I recently tried to do the following integral:
a_n = ∫√(2/a) sin(n∏x/a) cosh(x) dx
x=0 to x=a

Homework Equations

a_n = ∫√(2/a) sin(βx) cosh(x) dx
β = n∏/a
sin(βx) = ½i(e^iβx – e^-iβx)
cosh(x) = ½(e^x + e^-x)

The Attempt at a Solution

a_n = ¼ i √(2/a)∫ (e^iβx – e^-iβx) (e^x + e^-x)

after all is said and done, I get;

a_n = √(2/a)[(a²sin(n∏)sinh(a) – acos(n∏)cosh(a) + n∏a)/(n²∏² + a²)]


The text, “Quantum Mechanics Demystified”, however, gets;

a_n = √(2/a)[a(n∏cos(n∏)cosh(a) + sin(n∏)sinh(a))/( n²∏² + a²)]

Which is correct? And why?

 

[Mark44]

Homework Statement

I recently tried to do the following integral:
a_n = ∫√(2/a) sin(n∏x/a) cosh(x) dx
x=0 to x=a

Homework Equations

a_n = ∫√(2/a) sin(βx) cosh(x) dx
β = n∏/a
sin(βx) = ½i(e^iβx – e^-iβx)
cosh(x) = ½(e^x – e^-x)

The Attempt at a Solution

a_n = ¼ i √(2/a)∫ (e^iβx – e^-iβx) (e^x – e^-x)

after all is said and done, I get;

a_n = √(2/a)[(a²sin(n∏)sinh(a) – acos(n∏)cosh(a) + n∏a)/(n²∏² + a²)]
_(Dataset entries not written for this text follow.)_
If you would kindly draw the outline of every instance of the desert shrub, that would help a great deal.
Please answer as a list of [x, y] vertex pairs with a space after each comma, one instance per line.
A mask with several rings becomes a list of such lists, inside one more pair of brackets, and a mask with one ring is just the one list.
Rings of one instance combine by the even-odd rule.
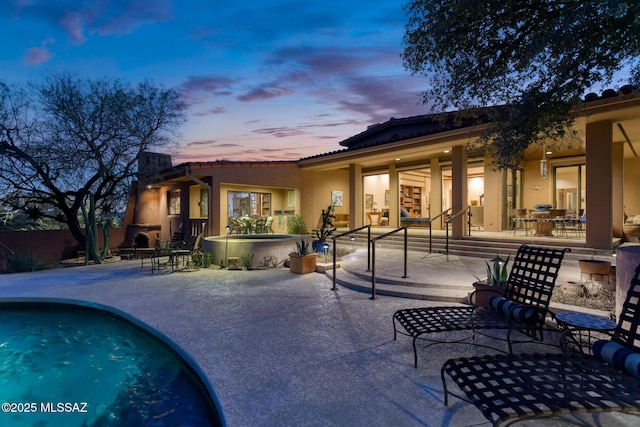
[[15, 252], [4, 256], [4, 273], [24, 273], [29, 271], [47, 270], [52, 265], [30, 252]]
[[250, 270], [253, 268], [253, 257], [254, 254], [242, 254], [238, 257], [238, 261], [240, 261], [240, 267]]
[[307, 234], [307, 223], [300, 214], [287, 217], [288, 234]]

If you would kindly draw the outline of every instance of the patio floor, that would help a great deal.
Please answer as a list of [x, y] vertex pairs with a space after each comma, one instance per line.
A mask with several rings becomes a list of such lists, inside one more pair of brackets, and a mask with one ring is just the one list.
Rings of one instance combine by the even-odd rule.
[[113, 306], [160, 330], [200, 364], [229, 426], [488, 425], [469, 404], [445, 407], [440, 382], [447, 358], [486, 349], [434, 346], [415, 369], [410, 339], [393, 341], [397, 309], [434, 302], [332, 291], [317, 273], [152, 275], [139, 261], [0, 276], [0, 297], [29, 296]]

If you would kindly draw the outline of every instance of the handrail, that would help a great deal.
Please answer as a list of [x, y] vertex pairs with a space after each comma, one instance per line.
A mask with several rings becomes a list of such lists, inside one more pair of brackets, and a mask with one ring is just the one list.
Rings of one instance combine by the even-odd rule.
[[[451, 223], [451, 221], [454, 218], [456, 218], [457, 216], [462, 215], [463, 213], [467, 212], [469, 210], [469, 208], [470, 208], [470, 206], [467, 206], [466, 208], [462, 209], [459, 212], [456, 212], [455, 214], [453, 214], [453, 215], [449, 216], [449, 218], [447, 218], [447, 221], [446, 221], [447, 228], [446, 228], [446, 233], [445, 233], [446, 240], [445, 240], [445, 246], [444, 246], [444, 250], [445, 250], [445, 253], [447, 255], [449, 255], [449, 224]], [[471, 228], [469, 228], [469, 234], [471, 234]]]
[[[406, 279], [407, 276], [407, 227], [396, 228], [395, 230], [391, 230], [388, 233], [381, 234], [377, 237], [374, 237], [370, 240], [371, 242], [371, 299], [376, 299], [376, 241], [384, 239], [392, 234], [395, 234], [401, 230], [404, 230], [404, 276], [403, 279]], [[335, 275], [334, 275], [335, 277]]]
[[[440, 218], [441, 216], [443, 216], [444, 214], [446, 214], [446, 213], [447, 213], [447, 212], [449, 212], [450, 210], [451, 210], [451, 208], [446, 209], [446, 210], [444, 210], [444, 211], [440, 212], [438, 215], [434, 216], [433, 218], [429, 218], [429, 253], [431, 253], [431, 252], [432, 252], [432, 250], [431, 250], [431, 246], [432, 246], [432, 237], [431, 237], [431, 234], [432, 234], [432, 233], [431, 233], [432, 227], [431, 227], [431, 223], [433, 222], [433, 220], [434, 220], [434, 219], [438, 219], [438, 218]], [[440, 221], [441, 221], [441, 222], [440, 222], [440, 226], [442, 226], [442, 220], [440, 220]]]
[[371, 224], [364, 225], [362, 227], [355, 228], [353, 230], [345, 231], [344, 233], [340, 233], [337, 236], [331, 237], [331, 239], [333, 240], [333, 287], [331, 288], [332, 291], [338, 290], [338, 288], [336, 288], [336, 239], [340, 237], [348, 236], [349, 234], [356, 233], [360, 230], [364, 230], [365, 228], [368, 229], [367, 230], [367, 271], [369, 271], [371, 269]]

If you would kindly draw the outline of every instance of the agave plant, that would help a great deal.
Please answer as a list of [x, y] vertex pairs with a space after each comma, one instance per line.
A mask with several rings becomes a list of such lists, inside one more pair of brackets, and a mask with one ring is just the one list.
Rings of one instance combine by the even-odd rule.
[[297, 241], [296, 249], [293, 251], [293, 253], [296, 255], [311, 255], [313, 253], [311, 242], [305, 239]]
[[493, 265], [485, 261], [487, 264], [487, 284], [496, 286], [506, 285], [507, 279], [509, 278], [507, 266], [510, 258], [511, 255], [509, 255], [506, 260], [503, 260], [496, 254], [496, 257], [491, 260]]

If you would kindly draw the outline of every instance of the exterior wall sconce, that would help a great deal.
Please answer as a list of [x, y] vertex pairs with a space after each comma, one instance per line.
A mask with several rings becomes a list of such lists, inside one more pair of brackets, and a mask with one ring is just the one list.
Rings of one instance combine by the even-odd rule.
[[549, 174], [549, 165], [547, 164], [547, 148], [544, 148], [542, 152], [542, 160], [540, 160], [540, 176], [542, 179], [547, 179]]

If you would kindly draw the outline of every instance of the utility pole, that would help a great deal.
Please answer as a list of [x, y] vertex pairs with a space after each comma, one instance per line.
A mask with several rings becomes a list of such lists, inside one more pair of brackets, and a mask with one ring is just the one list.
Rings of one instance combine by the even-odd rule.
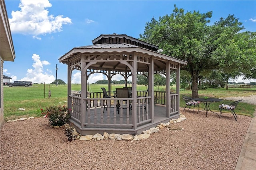
[[57, 68], [57, 64], [56, 64], [56, 86], [58, 86], [58, 78], [57, 78], [57, 70], [58, 70], [58, 68]]

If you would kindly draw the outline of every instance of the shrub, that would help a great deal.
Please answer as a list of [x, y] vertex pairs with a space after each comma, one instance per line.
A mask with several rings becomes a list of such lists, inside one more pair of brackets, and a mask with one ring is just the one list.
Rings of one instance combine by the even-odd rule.
[[41, 109], [41, 111], [46, 117], [49, 117], [50, 124], [53, 126], [62, 126], [67, 123], [70, 117], [68, 107], [65, 106], [52, 106], [46, 107], [44, 110]]
[[69, 141], [76, 139], [78, 137], [77, 134], [74, 133], [74, 128], [72, 127], [68, 127], [65, 129], [65, 134], [68, 137], [68, 140]]

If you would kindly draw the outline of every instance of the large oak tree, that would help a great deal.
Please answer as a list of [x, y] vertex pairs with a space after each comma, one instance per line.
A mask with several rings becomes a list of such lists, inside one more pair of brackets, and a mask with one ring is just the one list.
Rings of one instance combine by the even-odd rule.
[[247, 40], [241, 39], [249, 38], [250, 33], [240, 33], [244, 28], [238, 19], [229, 15], [211, 25], [212, 13], [185, 13], [174, 5], [170, 15], [160, 17], [158, 21], [153, 18], [146, 23], [144, 33], [140, 35], [142, 40], [158, 45], [162, 53], [188, 62], [182, 69], [191, 76], [193, 98], [198, 97], [198, 78], [203, 71], [221, 68], [233, 72], [242, 70], [241, 67], [249, 61], [252, 62], [246, 68], [256, 63], [255, 49], [246, 46]]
The text, “Quantum Mechanics Demystified”, however, gets;

a_n = √(2/a)[a(n∏cos(n∏)cosh(a) + sin(n∏)sinh(a))/( n²∏² + a²)]
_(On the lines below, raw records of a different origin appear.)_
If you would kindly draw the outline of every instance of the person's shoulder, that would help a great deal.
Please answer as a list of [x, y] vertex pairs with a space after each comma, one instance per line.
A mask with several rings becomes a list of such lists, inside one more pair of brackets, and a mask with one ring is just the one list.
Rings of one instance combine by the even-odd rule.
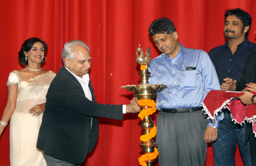
[[256, 51], [251, 53], [248, 56], [248, 58], [256, 58]]
[[204, 55], [207, 55], [207, 53], [206, 52], [202, 49], [195, 49], [184, 47], [184, 53], [187, 56], [202, 56]]
[[253, 49], [254, 51], [256, 51], [256, 44], [252, 42], [250, 42], [248, 43], [248, 48], [249, 49]]

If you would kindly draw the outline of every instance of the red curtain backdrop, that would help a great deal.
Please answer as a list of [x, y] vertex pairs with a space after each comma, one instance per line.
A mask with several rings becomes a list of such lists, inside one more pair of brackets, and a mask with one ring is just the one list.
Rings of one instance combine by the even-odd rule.
[[[64, 44], [73, 39], [85, 42], [91, 48], [90, 74], [96, 101], [127, 104], [133, 94], [119, 88], [140, 83], [139, 66], [135, 61], [139, 44], [144, 52], [152, 48], [152, 58], [161, 53], [148, 34], [153, 21], [169, 18], [185, 47], [208, 52], [225, 42], [226, 9], [240, 8], [250, 14], [248, 38], [255, 42], [256, 3], [254, 0], [1, 0], [0, 114], [7, 99], [9, 73], [24, 67], [19, 62], [17, 53], [29, 38], [37, 37], [46, 42], [48, 51], [42, 67], [56, 73], [63, 66]], [[123, 121], [99, 118], [97, 144], [81, 165], [139, 166], [138, 158], [143, 154], [139, 137], [144, 131], [137, 114], [125, 115]], [[156, 116], [152, 116], [155, 124]], [[10, 165], [9, 128], [8, 126], [0, 139], [1, 166]], [[208, 146], [205, 165], [214, 166], [211, 144]], [[236, 157], [236, 165], [243, 165], [238, 150]], [[154, 165], [158, 166], [157, 161]]]

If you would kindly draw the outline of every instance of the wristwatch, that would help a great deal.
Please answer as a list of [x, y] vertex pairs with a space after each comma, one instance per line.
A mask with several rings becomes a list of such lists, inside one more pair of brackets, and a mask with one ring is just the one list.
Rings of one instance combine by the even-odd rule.
[[256, 103], [254, 103], [254, 97], [256, 96], [256, 95], [253, 95], [252, 96], [252, 98], [251, 100], [252, 100], [252, 103], [253, 104], [256, 104]]

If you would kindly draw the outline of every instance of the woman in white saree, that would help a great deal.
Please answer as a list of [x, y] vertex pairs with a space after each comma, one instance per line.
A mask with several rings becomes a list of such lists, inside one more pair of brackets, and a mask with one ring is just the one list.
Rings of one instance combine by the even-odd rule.
[[26, 67], [12, 72], [8, 79], [8, 98], [0, 121], [0, 136], [10, 119], [11, 166], [46, 166], [36, 146], [45, 96], [56, 75], [40, 67], [46, 60], [47, 50], [46, 43], [38, 38], [25, 41], [19, 60]]

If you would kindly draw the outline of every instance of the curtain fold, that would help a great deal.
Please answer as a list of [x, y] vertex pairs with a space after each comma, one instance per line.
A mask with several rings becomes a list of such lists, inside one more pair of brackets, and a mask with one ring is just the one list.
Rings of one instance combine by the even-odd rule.
[[[140, 83], [140, 66], [135, 61], [139, 44], [144, 53], [151, 47], [152, 58], [161, 54], [148, 34], [152, 21], [161, 17], [169, 18], [179, 42], [208, 52], [225, 42], [225, 9], [238, 8], [251, 15], [248, 37], [256, 43], [256, 4], [251, 0], [1, 1], [0, 114], [7, 101], [9, 73], [24, 67], [17, 53], [29, 38], [37, 37], [47, 43], [47, 60], [42, 67], [56, 73], [63, 66], [64, 44], [74, 39], [85, 41], [90, 48], [89, 72], [96, 101], [128, 104], [133, 93], [119, 88]], [[155, 124], [157, 113], [152, 116]], [[139, 166], [138, 158], [143, 154], [139, 137], [144, 131], [137, 115], [125, 114], [123, 121], [100, 118], [96, 146], [81, 165]], [[0, 139], [0, 165], [10, 165], [9, 128]], [[211, 144], [208, 150], [206, 165], [214, 166]], [[237, 165], [243, 165], [238, 150], [236, 157]], [[154, 165], [158, 166], [157, 160]]]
Which is correct? And why?

Your approach is the one I would take, so here is what I would do:

Check your work to see if you can find any errors.
Take the derivative of your result. Do you get the integrand?
Take the derivative of the book's result. Do you get the integrand?
If the answers to both questions are yes, the two antiderivatives are equal or differ by a constant.
If one answer is yes and the other is no, the result from the "yes" answer is almost surely correct and the other is incorrect. It's even possible that the answer in the book is wrong.

 

[gabbagabbahey]

Homework Statement

I recently tried to do the following integral:
a_n = ∫√(2/a) sin(n∏x/a) cosh(x) dx
x=0 to x=a

The Attempt at a Solution

I get;

a_n = √(2/a)[(a²sin(n∏)sinh(a) – acos(n∏)cosh(a) + n∏a)/(n²∏² + a²)]

If you've written the Integral correctly, then your solution is closer than the one from the text; it should have an aSin(...) term instead of an a²Sin(...)...Of course, if n is an integer then the sin (n*pi) term is zero and cos(n*pi)=(-1)ⁿ.
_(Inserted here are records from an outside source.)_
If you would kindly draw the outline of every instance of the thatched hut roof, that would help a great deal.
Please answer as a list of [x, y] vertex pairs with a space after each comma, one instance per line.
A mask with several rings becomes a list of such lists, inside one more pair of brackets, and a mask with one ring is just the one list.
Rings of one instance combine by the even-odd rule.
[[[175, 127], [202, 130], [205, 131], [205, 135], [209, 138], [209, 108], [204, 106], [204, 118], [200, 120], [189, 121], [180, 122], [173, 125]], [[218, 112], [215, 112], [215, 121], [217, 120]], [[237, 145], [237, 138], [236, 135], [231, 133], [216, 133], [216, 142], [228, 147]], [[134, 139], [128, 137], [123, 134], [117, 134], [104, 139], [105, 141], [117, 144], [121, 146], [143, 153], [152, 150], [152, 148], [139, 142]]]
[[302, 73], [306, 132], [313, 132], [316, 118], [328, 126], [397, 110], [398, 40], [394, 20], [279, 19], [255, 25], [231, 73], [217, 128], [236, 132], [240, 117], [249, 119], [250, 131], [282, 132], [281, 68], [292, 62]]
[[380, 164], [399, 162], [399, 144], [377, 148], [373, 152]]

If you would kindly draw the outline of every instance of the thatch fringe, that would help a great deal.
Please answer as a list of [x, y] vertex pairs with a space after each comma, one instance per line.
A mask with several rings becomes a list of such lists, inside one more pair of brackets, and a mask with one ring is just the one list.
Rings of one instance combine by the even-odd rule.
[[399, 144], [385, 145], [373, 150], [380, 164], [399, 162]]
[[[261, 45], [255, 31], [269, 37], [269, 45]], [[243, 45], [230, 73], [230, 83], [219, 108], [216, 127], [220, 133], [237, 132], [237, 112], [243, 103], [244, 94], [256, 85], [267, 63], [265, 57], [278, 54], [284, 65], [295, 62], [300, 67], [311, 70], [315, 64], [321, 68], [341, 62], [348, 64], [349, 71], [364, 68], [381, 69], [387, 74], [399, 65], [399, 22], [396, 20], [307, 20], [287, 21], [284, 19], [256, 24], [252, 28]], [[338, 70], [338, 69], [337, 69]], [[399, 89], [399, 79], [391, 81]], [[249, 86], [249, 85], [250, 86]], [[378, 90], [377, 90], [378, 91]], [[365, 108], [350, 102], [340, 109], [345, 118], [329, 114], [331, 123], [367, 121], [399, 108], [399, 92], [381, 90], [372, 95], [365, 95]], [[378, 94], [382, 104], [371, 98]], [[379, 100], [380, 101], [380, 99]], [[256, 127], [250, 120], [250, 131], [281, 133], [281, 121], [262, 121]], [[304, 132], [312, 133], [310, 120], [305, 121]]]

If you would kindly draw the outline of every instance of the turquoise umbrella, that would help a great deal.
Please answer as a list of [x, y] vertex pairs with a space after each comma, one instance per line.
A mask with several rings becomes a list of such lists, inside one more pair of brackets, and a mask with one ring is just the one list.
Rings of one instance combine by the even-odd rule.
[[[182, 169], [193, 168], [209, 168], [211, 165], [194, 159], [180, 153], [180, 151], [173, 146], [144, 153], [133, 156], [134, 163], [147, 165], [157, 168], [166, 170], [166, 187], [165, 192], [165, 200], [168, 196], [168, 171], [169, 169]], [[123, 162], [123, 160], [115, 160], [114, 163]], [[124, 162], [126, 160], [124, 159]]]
So, are you sure you are evaluating the correct integral?

 

[gabbagabbahey]

Your approach is the one I would take, so here is what I would do:

Check your work to see if you can find any errors.
Take the derivative of your result. Do you get the integrand?
Take the derivative of the book's result. Do you get the integrand?
If the answers to both questions are yes, the two antiderivatives are equal or differ by a constant.
If one answer is yes and the other is no, the result from the "yes" answer is almost surely correct and the other is incorrect. It's even possible that the answer in the book is wrong.

Usually these are good strategies for checking a solution, but in this case the integral is a definite integral, so differentiating the textbook's solution will naturally give zero.

 

[jbowers9]

I made an error transcribing the above and corrected the cosh(x) term. I've redone it 3 times and still get my results.